At the beginning of this month, Naxos released the sixth volume in its second project to record all of the keyboard sonatas of Antonio Soler. Recordings for the first project were all made by harpsichordist Gilbert Rowland and were released between 1996 and 2007. This time around, each volume, consisting of a single CD, involves a different pianist, all of whom were winners of the Maria Canals International Music Competition, held every year in Barcelona. The pianist on the sixth volume is Stanislav Khristenko, who took first prize at the 59th competition, held in 2013.

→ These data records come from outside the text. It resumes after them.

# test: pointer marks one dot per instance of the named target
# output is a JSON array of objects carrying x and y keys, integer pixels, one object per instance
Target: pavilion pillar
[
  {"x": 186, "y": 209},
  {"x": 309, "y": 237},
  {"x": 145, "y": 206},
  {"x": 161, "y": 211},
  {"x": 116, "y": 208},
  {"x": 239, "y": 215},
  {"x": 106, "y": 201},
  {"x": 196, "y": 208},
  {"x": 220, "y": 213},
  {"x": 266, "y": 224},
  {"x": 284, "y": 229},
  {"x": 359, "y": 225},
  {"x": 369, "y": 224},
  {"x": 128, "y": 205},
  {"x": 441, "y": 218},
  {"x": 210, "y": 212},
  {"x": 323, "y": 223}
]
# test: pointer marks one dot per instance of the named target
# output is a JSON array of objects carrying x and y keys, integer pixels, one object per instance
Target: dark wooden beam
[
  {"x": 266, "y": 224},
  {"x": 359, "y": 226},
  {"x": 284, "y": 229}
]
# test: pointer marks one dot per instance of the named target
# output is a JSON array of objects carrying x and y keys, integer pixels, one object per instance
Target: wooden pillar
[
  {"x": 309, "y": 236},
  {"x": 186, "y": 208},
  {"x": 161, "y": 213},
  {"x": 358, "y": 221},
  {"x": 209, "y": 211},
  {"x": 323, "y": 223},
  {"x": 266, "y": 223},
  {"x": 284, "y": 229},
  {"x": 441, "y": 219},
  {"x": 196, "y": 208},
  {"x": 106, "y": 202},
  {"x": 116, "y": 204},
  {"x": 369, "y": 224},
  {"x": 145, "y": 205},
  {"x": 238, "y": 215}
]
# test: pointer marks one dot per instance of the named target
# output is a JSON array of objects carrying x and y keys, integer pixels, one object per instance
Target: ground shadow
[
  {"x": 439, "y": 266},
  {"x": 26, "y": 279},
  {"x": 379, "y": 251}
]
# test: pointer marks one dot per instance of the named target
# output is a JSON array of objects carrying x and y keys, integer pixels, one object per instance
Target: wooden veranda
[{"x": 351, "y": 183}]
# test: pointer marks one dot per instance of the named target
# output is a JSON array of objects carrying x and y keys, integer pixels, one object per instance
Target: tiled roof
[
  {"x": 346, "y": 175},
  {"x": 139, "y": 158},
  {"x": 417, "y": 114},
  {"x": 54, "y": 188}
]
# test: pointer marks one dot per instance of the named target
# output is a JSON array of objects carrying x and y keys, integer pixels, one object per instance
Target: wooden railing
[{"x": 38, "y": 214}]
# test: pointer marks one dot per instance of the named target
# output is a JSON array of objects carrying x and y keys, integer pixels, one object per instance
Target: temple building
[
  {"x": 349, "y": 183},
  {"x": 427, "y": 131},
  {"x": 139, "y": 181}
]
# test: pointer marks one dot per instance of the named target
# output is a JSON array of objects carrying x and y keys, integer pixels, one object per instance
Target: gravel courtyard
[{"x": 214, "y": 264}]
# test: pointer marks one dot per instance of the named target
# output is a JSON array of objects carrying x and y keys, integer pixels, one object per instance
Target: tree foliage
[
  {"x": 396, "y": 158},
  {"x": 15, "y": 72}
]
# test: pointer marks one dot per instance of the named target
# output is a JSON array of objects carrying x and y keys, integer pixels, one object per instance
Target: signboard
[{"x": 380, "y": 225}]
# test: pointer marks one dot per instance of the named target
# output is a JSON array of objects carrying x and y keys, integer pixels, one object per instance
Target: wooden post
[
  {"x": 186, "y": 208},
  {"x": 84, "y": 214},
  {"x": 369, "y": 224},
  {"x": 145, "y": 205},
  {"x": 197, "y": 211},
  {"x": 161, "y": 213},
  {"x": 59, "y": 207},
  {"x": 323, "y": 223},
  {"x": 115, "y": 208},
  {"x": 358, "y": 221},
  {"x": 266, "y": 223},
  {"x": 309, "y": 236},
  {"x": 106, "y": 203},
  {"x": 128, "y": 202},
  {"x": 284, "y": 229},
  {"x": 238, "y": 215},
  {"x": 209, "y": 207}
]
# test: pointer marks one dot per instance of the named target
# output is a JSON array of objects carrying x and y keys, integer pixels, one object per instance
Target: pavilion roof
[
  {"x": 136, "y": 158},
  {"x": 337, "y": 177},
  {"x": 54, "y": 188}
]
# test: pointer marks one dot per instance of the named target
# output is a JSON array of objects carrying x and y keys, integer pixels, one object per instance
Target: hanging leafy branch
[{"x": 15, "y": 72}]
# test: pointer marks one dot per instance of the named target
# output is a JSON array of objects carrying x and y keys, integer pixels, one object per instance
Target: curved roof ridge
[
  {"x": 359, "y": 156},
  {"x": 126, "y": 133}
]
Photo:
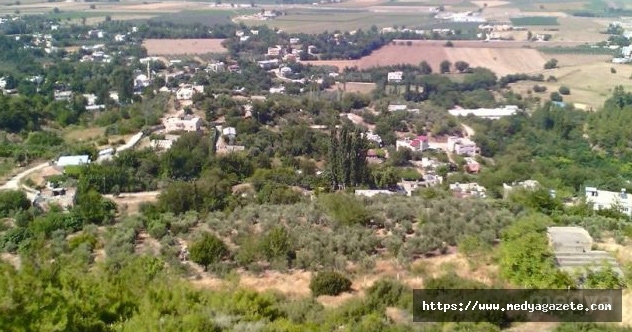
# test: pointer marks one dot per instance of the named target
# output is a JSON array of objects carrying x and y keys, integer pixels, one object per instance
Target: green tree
[
  {"x": 208, "y": 250},
  {"x": 277, "y": 243},
  {"x": 329, "y": 283}
]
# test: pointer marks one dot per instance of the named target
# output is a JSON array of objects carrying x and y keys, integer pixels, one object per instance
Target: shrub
[
  {"x": 329, "y": 283},
  {"x": 345, "y": 209},
  {"x": 387, "y": 292},
  {"x": 208, "y": 250}
]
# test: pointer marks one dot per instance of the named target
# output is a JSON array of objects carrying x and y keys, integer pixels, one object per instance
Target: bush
[
  {"x": 208, "y": 250},
  {"x": 564, "y": 90},
  {"x": 12, "y": 201},
  {"x": 345, "y": 209},
  {"x": 387, "y": 292},
  {"x": 329, "y": 283}
]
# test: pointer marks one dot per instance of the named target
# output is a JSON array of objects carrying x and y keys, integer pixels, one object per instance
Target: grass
[
  {"x": 578, "y": 50},
  {"x": 317, "y": 21},
  {"x": 590, "y": 84},
  {"x": 534, "y": 20},
  {"x": 203, "y": 16}
]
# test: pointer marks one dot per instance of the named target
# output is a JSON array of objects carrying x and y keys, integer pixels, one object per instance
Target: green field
[
  {"x": 209, "y": 17},
  {"x": 534, "y": 20},
  {"x": 316, "y": 21}
]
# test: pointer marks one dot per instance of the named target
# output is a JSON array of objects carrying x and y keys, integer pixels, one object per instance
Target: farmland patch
[
  {"x": 534, "y": 20},
  {"x": 183, "y": 46}
]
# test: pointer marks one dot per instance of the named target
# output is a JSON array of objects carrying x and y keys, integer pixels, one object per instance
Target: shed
[{"x": 73, "y": 160}]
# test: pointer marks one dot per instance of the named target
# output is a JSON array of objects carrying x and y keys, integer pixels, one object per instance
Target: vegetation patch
[{"x": 534, "y": 20}]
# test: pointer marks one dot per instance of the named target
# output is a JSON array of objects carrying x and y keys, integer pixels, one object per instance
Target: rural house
[
  {"x": 186, "y": 123},
  {"x": 602, "y": 199},
  {"x": 416, "y": 145},
  {"x": 471, "y": 165},
  {"x": 572, "y": 247},
  {"x": 64, "y": 161},
  {"x": 527, "y": 185},
  {"x": 186, "y": 91},
  {"x": 462, "y": 146},
  {"x": 395, "y": 76},
  {"x": 465, "y": 190},
  {"x": 486, "y": 113}
]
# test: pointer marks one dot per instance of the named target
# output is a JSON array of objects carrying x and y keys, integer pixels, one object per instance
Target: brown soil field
[
  {"x": 489, "y": 4},
  {"x": 503, "y": 57},
  {"x": 183, "y": 46}
]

This album contains only four sonatas, numbered 63 through 66, following the numbering system of Samuel Rubio, whose edition of the Soler sonatas ran to seven volumes published between 1952 and 1972. Those who have been following these Naxos releases (or are acquainted with Rubio’s publications) probably know that Number 60 in C major (included in the fifth volume of the series) was Soler’s first sonata to consist of more than one movement. This was a major departure from the structural approach taken by Soler’s contemporary, Domenico Scarlatti, who composed almost all single-movement sonatas in binary form (with the exception of a few fugues). Number 60 has only two movements, coupling a leisurely Andantino with a brief Allegro vivo. This is followed by two four-movement sonatas, both of which include minuet movements.

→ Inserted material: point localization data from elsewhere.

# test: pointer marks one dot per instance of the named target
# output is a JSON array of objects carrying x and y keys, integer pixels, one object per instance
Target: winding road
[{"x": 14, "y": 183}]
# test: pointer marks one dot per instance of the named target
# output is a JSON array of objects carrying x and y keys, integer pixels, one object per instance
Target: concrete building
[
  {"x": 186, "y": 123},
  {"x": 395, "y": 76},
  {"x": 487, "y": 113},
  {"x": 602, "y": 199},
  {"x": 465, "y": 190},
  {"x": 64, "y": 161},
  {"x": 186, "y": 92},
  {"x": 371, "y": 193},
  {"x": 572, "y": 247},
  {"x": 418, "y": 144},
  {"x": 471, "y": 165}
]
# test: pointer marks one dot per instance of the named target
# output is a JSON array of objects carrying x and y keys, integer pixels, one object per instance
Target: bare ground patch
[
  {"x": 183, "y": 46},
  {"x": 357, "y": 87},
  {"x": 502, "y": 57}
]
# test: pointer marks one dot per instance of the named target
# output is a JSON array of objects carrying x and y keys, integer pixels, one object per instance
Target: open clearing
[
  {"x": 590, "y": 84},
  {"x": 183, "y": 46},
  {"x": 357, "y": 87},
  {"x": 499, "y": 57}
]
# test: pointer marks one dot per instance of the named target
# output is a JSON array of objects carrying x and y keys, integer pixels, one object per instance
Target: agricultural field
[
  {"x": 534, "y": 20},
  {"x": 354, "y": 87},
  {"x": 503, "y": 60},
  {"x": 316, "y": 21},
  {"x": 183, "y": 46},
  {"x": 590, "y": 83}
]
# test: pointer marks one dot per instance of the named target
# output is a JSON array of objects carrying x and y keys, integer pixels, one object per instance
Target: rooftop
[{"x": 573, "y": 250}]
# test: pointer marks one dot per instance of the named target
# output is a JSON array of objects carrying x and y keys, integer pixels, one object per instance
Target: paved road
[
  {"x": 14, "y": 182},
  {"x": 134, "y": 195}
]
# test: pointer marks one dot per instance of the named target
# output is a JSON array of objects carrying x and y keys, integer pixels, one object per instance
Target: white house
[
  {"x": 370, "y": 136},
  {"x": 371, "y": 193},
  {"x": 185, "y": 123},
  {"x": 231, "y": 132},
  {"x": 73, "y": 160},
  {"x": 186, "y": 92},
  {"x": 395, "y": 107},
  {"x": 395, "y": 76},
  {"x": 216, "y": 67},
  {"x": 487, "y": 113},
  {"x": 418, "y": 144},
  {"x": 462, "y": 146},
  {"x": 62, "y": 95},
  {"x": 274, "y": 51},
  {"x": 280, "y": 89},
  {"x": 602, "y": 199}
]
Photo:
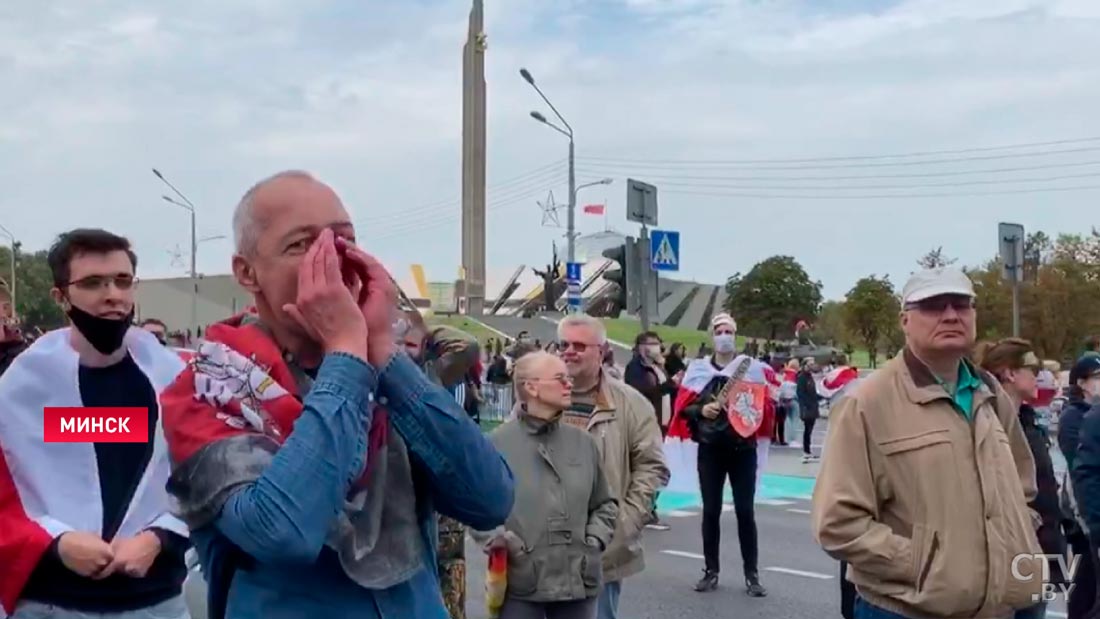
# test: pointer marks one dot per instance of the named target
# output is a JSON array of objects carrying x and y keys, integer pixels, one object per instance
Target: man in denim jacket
[{"x": 309, "y": 453}]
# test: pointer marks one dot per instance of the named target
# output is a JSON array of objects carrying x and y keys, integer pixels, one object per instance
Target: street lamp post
[
  {"x": 568, "y": 132},
  {"x": 14, "y": 249},
  {"x": 195, "y": 276}
]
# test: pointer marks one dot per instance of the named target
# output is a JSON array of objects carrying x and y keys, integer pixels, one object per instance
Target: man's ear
[{"x": 245, "y": 274}]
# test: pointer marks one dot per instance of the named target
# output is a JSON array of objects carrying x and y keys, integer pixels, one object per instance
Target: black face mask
[{"x": 105, "y": 334}]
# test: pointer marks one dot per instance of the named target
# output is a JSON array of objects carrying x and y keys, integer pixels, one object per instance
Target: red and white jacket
[{"x": 699, "y": 375}]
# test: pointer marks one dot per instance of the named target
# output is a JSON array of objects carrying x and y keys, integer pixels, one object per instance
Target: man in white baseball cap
[{"x": 927, "y": 474}]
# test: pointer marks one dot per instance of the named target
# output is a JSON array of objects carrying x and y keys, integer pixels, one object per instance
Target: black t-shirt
[{"x": 120, "y": 466}]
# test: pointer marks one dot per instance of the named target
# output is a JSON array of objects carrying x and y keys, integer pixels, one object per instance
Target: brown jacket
[
  {"x": 928, "y": 510},
  {"x": 631, "y": 449}
]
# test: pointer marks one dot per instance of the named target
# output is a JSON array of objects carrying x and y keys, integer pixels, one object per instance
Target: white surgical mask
[{"x": 725, "y": 343}]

All four sonatas on the new volume consist of three movements, and they all follow roughly the same structural pattern. The middle movement is the Allegro, and it is introduced by a slower movement. Most interesting, however, is that the final movement of each of these sonatas is a fugue. Thus, any “comfortable” expectations that had been established over the course of the first four volumes have now been eliminated. According to the booklet notes by Keith Anderson, these four sonatas are the first of a set of six all of which date from 1777. Scarlatti had died in Madrid in 1757; so it would appear that Soler had been gradually working away from the Baroque conventions that were already in decline when Scarlatti died, seeking out, instead, his own approach to the Classical conventions that were emerging.
That makes this new album a fascinating release, particularly for those who thought they knew all about Soler on the basis of his single-movement sonatas. If the younger Soler tended to distinguish himself with flamboyant finger-busting virtuosity, this new release presents us with an older Soler (two years short of his 50th birthday) confident enough to explore new approaches to what a sonata could be. That adventurous nature is all the more interesting when we consider the possibility that Soler’s knowledge of what was happening in the rest of Europe halfway through the eighteenth century was probably relatively limited, if he had any such knowledge at all. (What would he have done had he encountered the work of the teenaged Wolfgang Amadeus Mozart, whose travels never took him across the Pyrenees into the Iberian Peninsula?)